Why study Archaeology?
The study of Archaeology will broaden your understanding of the development of human society and culture. At Otago you will learn about the methods and findings that have led archaeologists to understand how and why complex societies emerged throughout the world.
Otago courses provide a unique 50,000 year perspective on early human colonisation and cultural change in Asia and the Pacific. Students gain novel insights into human social and material environments and interactions in the past.
Students can also prepare for a career that promotes new and exciting research into our human heritage, and the care of archaeological sites today.

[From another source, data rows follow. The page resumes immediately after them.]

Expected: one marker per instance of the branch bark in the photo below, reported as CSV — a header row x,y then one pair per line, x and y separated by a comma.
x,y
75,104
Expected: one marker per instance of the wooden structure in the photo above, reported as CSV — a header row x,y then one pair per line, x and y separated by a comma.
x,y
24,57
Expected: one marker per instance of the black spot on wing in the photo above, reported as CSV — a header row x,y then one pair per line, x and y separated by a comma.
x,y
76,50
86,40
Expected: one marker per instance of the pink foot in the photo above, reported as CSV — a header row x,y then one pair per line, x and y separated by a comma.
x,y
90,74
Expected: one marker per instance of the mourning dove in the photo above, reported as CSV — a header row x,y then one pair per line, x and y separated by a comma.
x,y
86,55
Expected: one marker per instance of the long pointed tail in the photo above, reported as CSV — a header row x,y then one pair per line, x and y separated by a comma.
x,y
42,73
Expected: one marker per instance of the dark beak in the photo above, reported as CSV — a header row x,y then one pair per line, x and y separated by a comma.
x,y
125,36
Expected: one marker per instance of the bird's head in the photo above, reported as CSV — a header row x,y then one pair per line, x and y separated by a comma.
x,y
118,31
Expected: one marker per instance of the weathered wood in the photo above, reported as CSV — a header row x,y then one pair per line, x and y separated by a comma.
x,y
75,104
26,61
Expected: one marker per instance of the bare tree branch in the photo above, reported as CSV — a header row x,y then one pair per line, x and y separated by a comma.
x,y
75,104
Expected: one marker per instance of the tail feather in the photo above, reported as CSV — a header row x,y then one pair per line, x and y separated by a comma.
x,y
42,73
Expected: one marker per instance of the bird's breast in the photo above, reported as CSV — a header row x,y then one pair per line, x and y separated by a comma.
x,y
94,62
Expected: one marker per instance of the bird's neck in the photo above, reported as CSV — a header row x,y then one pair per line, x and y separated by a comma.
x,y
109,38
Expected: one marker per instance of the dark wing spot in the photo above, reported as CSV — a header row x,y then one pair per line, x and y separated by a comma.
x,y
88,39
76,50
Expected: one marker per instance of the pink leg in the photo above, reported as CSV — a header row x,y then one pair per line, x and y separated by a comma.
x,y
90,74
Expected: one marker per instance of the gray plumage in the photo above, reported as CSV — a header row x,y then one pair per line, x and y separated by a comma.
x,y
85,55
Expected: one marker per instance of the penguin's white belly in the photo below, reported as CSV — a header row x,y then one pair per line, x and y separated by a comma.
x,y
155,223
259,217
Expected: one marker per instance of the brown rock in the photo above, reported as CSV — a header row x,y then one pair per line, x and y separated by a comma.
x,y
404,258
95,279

Graduating Archaeology students will have critical skills in the systematic recording, analysis and interpretation of the cultural past.

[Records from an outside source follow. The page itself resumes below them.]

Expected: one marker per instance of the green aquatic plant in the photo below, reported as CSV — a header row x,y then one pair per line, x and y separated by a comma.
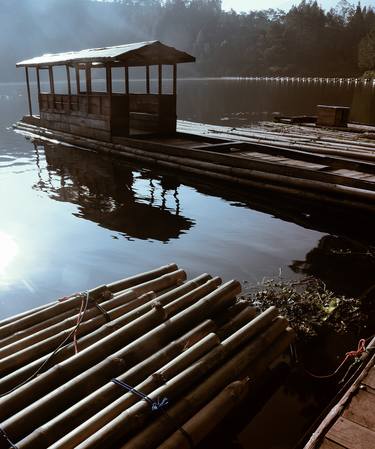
x,y
309,306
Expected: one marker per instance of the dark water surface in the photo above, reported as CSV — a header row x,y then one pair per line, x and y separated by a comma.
x,y
71,220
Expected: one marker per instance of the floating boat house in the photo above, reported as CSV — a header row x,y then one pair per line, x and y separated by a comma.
x,y
105,114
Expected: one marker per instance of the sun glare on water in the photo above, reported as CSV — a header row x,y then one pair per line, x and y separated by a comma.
x,y
8,251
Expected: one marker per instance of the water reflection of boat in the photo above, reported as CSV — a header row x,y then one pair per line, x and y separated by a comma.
x,y
112,195
338,261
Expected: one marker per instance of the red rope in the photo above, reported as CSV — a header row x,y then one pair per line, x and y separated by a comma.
x,y
351,354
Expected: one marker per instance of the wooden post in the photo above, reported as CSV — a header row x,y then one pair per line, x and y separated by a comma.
x,y
174,79
148,79
69,87
108,70
127,80
38,84
88,78
78,81
51,80
28,90
88,85
160,67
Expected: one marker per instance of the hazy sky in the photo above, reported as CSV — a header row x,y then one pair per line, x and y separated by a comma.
x,y
246,5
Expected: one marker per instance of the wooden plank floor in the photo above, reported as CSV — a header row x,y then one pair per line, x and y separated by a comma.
x,y
354,428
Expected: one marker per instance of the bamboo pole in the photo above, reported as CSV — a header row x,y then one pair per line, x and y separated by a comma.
x,y
209,417
135,416
80,412
46,436
49,337
201,424
129,299
255,179
20,315
239,320
232,370
278,183
138,340
41,314
40,348
15,378
131,281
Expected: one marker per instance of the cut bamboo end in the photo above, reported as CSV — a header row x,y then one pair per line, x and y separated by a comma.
x,y
187,340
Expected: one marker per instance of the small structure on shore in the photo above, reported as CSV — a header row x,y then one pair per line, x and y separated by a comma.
x,y
92,113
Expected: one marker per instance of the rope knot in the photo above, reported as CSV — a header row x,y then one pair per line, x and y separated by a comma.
x,y
360,350
159,404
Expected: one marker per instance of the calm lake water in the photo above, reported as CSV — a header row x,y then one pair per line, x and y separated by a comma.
x,y
71,220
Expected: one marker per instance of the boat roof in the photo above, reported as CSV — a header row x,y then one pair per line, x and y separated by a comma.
x,y
136,54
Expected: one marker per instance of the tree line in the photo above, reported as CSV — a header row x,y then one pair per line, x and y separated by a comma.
x,y
304,41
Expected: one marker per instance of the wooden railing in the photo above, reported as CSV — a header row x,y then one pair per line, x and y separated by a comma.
x,y
147,112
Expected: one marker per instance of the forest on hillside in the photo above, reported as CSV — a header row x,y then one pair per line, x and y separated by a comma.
x,y
306,40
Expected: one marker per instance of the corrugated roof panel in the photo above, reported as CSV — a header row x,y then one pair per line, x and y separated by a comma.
x,y
140,53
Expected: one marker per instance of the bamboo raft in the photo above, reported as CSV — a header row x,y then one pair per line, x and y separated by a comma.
x,y
338,171
350,424
72,371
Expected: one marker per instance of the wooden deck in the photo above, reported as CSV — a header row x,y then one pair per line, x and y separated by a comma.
x,y
351,423
321,165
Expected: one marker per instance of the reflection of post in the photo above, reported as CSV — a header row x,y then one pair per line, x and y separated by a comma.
x,y
148,79
37,162
38,84
177,200
69,87
174,79
163,199
152,193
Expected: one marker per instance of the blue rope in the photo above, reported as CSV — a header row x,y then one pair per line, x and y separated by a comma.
x,y
156,406
6,437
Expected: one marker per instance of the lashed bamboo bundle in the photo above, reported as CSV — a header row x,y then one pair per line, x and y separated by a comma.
x,y
246,172
191,342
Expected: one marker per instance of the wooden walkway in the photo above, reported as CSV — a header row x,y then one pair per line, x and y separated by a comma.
x,y
351,423
317,165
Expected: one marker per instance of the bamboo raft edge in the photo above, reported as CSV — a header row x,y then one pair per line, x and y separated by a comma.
x,y
194,339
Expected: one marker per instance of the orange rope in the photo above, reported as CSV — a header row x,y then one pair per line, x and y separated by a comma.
x,y
351,354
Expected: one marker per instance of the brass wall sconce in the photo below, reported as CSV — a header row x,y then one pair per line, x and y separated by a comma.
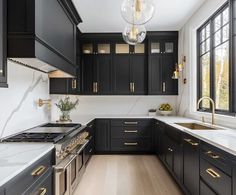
x,y
179,70
42,102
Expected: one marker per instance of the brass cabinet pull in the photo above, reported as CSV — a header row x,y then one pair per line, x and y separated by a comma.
x,y
74,84
130,143
130,87
39,171
212,155
213,173
164,87
191,142
131,131
131,123
42,191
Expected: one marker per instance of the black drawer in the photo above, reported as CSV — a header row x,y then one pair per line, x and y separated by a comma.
x,y
131,122
217,157
131,132
174,134
127,145
215,178
42,186
205,189
29,176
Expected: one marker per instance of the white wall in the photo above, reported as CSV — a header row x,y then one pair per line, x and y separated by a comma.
x,y
18,108
187,46
113,105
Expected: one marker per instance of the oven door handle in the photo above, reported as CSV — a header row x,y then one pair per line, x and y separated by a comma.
x,y
63,168
82,147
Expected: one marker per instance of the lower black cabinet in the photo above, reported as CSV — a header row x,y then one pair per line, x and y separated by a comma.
x,y
44,186
102,135
191,164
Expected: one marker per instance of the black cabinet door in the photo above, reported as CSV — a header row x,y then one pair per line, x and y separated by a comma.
x,y
178,161
104,74
139,74
169,85
88,70
3,44
155,75
59,86
191,164
102,135
122,78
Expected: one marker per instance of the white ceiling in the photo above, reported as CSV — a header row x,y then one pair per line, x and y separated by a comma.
x,y
104,15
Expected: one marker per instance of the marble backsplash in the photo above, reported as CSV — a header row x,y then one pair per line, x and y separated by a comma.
x,y
113,105
18,103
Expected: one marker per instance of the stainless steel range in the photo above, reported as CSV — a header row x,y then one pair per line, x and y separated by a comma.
x,y
69,140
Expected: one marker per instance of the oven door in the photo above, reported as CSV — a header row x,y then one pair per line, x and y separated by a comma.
x,y
65,175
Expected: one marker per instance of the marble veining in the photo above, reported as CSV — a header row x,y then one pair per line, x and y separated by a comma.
x,y
16,157
34,83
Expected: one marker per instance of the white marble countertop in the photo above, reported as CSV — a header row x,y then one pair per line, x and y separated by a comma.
x,y
16,157
223,138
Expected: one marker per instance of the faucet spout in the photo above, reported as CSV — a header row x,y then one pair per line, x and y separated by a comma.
x,y
213,107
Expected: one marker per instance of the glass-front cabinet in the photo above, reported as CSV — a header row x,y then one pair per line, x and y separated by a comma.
x,y
3,44
162,47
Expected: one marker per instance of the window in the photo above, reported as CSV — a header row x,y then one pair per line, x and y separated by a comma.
x,y
213,61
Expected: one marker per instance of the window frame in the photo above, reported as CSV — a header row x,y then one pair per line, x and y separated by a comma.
x,y
210,21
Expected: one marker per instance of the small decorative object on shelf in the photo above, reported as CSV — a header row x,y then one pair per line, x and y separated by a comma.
x,y
65,106
165,109
152,112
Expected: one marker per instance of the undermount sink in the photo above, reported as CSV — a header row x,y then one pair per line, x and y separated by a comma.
x,y
195,126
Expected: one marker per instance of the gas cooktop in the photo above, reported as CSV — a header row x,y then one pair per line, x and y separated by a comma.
x,y
50,132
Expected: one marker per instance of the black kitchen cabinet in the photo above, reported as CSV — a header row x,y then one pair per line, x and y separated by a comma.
x,y
34,178
102,135
47,32
96,69
3,45
163,56
191,164
130,70
64,86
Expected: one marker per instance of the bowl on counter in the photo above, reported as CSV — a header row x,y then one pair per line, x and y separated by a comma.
x,y
165,113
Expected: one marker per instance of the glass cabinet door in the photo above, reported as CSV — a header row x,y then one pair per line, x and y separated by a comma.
x,y
122,48
87,48
155,48
104,48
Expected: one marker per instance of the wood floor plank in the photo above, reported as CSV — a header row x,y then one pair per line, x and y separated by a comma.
x,y
126,175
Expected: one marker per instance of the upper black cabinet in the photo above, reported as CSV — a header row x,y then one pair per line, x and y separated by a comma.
x,y
3,45
163,56
44,31
97,68
130,69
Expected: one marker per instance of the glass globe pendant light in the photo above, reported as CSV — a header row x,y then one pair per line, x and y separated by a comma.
x,y
137,12
134,34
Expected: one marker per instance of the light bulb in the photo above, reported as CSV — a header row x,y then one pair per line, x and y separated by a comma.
x,y
134,34
137,11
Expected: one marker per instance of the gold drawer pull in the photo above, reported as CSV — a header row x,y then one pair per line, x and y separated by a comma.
x,y
191,142
39,171
212,155
212,173
131,144
42,191
133,131
130,123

Archaeology is taught as part of the Arts degree at the University of Otago so our students receive excellent instruction in research, and are skilled in the construction and presentation of well-reasoned and articulated arguments – in both written and oral form. These are the fundamental skills necessary for a wide range of careers and our graduates are currently employed in many different professions. Those with a graduate degree in Archaeology often elect to take up positions in archaeological research, heritage management, museum studies or in related fields.
In most countries, some and occasionally all archaeological sites are protected from modification under law. Government agencies responsible for archaeological site protection may employ archaeologists to help manage sites, or to respond to applications to modify sites for development or research purposes.

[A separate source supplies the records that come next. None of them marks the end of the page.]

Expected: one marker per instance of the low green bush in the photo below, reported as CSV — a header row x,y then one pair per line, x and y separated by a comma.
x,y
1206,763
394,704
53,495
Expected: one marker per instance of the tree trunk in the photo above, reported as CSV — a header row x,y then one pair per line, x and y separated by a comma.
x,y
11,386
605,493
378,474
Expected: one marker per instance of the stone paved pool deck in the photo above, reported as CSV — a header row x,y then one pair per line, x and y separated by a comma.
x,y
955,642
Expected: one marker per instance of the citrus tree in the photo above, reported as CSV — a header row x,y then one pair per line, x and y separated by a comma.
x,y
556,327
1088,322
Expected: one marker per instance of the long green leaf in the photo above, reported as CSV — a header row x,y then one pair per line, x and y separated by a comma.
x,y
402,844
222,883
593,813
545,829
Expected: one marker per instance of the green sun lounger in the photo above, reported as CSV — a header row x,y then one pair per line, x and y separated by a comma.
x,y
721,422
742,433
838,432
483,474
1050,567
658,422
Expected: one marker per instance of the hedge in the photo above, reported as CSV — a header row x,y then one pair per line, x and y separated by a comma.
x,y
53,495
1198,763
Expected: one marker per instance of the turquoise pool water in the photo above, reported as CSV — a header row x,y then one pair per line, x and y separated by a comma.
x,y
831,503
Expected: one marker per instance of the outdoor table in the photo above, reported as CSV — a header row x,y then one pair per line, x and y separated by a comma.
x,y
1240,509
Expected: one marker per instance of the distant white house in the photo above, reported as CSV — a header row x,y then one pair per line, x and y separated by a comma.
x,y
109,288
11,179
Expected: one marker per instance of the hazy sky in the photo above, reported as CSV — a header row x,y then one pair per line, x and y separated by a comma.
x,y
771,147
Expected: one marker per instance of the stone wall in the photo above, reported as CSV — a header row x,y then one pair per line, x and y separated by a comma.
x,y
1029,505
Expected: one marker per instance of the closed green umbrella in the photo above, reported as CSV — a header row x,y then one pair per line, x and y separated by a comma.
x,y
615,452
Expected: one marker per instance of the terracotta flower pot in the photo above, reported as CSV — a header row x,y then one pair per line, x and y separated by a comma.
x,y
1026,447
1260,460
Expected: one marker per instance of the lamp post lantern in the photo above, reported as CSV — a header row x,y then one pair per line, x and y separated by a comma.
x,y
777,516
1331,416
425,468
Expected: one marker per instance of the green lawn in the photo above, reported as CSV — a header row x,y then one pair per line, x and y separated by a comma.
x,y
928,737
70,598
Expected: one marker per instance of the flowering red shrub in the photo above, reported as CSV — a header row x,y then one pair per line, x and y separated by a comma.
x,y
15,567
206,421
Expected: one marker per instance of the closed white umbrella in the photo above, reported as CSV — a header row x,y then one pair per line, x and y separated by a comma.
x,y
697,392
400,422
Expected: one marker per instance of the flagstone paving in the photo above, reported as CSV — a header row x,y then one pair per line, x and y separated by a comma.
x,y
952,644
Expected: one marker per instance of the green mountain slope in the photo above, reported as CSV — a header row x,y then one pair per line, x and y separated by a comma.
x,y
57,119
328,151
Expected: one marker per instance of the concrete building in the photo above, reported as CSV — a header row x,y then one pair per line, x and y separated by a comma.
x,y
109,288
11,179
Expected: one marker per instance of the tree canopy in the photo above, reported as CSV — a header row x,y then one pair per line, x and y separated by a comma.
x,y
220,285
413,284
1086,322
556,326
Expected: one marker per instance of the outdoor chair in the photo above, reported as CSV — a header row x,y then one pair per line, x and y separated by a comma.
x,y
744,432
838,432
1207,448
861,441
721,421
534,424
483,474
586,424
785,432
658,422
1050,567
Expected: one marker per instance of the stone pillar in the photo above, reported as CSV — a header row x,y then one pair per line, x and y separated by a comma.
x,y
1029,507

In New Zealand, some archaeologists are employed by Heritage New Zealand, the national agency responsible for site protection. Such archaeologists may process applications to modify sites and otherwise work to promote the identification, understanding and protection of archaeological places and areas.
The Department of Conservation also employs archaeologists.
Local authorities are increasingly assuming greater responsibilities for archaeological heritage in New Zealand and overseas, and may offer archaeological employment. Public museums may also employ archaeologists as curators, or for specific conservation purposes and research.
Many archaeologists work in a private consulting capacity, offering services and advice to local and national government and other public institutions. They may also be contracted to carry out investigations required during development work, or to advise on the management and care of particular sites and artefacts.
Archaeological skills and knowledge contribute usefully to other professions such as planning, surveying, museum management, history and tourism.